This tutorial-style article explains key econometric diagnostic techniques commonly used in regression analysis, including normality testing, correlation analys...

OLS regression econometrics tutorial
Megan Grande
Megan Grande
Jan 7, 2026 0 min read 18 views
 Question 1. P5.3   
 Incident   Weakness & Procedures to improve 
 1. Kylie, the cashier, pocketed cash received over the counter from customers paying their accounts. She then wrote off the receivables as uncollectable.  Weaknesses
• No segregation of duties. The same person was given cash, sales/ receivables, and adjusted/ write-off records.
• None of the independent verification or daily reconciliation. No one counts cash or reconciles collections to receipts on his or her own.
• There is weak write-off authorization. Kylie was allowed to write off receivables not higher than.
• Poor physical controls. There is no safe handling or deposit of cash.
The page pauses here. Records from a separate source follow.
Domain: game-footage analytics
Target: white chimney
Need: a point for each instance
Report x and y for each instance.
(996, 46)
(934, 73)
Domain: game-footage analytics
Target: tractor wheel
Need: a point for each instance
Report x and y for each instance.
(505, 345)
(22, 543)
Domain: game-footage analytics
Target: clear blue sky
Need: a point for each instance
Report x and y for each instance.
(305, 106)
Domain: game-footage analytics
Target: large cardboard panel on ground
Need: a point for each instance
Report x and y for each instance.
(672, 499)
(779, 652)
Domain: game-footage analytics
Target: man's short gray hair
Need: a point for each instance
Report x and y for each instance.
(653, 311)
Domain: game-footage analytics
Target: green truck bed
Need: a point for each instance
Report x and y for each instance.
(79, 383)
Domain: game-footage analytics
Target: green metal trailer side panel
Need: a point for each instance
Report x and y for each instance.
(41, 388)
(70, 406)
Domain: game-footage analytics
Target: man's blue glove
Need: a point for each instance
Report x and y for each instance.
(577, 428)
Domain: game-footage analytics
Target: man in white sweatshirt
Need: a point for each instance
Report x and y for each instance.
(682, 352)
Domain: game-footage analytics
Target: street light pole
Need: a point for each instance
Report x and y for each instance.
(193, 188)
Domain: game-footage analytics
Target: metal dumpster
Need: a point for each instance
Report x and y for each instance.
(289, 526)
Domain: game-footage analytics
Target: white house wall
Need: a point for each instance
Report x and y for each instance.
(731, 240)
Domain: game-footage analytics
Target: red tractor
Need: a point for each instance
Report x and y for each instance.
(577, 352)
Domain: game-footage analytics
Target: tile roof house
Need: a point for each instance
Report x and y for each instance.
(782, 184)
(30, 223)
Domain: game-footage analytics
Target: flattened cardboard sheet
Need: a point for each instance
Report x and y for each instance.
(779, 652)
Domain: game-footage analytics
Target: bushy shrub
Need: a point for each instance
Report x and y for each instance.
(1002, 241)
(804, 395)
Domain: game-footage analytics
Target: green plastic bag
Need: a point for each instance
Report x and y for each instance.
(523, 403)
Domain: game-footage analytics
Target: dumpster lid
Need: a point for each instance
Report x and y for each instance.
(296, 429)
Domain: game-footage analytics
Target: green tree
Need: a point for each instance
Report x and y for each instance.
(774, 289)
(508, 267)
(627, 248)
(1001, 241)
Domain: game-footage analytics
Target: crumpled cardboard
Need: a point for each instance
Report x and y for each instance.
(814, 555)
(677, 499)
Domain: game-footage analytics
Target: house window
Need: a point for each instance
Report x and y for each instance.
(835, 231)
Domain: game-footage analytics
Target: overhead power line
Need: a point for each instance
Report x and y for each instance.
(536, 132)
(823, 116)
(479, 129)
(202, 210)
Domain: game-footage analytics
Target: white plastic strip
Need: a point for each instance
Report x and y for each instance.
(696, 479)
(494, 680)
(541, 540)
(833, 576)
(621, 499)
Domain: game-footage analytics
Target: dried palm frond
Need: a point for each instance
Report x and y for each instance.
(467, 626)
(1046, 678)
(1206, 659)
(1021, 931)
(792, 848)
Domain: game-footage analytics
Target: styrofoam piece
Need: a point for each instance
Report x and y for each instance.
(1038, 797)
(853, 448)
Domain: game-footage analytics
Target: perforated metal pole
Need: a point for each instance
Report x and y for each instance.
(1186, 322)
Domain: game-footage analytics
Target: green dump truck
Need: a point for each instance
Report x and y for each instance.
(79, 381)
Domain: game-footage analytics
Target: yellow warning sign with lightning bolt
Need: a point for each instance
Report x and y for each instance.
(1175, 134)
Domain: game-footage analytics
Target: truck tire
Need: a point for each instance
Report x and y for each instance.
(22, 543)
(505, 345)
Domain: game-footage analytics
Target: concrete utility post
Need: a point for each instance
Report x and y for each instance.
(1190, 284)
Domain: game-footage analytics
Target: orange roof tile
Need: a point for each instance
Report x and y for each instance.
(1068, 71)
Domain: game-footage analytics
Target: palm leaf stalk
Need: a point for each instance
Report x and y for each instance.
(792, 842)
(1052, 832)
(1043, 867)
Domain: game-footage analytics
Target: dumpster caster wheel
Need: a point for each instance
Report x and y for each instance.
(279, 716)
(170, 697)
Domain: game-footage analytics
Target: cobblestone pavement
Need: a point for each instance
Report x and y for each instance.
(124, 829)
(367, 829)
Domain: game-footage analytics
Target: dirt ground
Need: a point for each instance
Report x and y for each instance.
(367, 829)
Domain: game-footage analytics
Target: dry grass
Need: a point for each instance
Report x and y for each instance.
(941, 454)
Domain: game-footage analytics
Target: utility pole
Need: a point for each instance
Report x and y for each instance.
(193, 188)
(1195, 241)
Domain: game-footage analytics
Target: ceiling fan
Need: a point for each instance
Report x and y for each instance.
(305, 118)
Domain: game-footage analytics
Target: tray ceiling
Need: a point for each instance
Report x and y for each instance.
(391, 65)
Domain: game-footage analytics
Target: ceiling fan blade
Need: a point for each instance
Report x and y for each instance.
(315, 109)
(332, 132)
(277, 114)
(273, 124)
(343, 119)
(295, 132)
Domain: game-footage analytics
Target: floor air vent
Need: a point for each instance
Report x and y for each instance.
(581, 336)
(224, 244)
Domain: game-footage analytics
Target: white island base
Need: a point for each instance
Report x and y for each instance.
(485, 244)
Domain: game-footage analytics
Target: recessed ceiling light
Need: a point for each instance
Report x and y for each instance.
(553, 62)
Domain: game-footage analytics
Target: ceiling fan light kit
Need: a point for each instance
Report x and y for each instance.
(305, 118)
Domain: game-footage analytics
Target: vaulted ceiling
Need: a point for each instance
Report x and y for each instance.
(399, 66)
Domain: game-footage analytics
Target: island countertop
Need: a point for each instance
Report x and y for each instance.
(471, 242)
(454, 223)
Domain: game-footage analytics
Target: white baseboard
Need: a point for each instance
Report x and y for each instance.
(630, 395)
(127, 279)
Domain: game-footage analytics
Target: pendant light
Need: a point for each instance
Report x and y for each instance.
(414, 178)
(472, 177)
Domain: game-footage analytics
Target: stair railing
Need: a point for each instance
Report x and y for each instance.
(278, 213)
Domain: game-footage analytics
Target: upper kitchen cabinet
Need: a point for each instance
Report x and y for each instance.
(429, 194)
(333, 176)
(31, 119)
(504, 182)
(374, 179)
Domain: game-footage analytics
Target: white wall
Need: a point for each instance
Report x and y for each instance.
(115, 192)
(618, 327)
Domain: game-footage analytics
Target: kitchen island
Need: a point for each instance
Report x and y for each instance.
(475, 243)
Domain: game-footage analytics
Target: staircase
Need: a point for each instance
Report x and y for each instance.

• Lack of audit trail. No record shows the person who approved the write-offs and the reason.
Procedures to improve
1. Separate responsibilities: Write-offs, bookkeeping (posting to AR), and cash receipts have to be handled by different individuals. An example: Cashier collects; some other person (cash counter/collector or supervisor) checks; receipts are posted by finance.
2. Independent counting and reconciliation: Two-person end-of-shift cash counting (cashier + witness). Prepare a cash count sheet with signatures of both and hand it in to finance. Balance daily cash received against the receipt issues and the AR ledger.
3. Limit write-off powers: The write-offs can only be approved by a manager (not a cashier) and only in cases where there is evidence in writing that there was a failure to collect. Demand write-off form indicating attempts at collection, signature of the manager, and date.
4. Banking and deposit controls daily: Cash/money above a small float shall be banked daily or by having a night deposit; the individual who deposits the money must be different from the individual who registered the receipts.
5. Receipts and supporting documents: Issue pre-numbered receipts on all sales of cash. Reconcile match receipts to cash counts and bank deposits.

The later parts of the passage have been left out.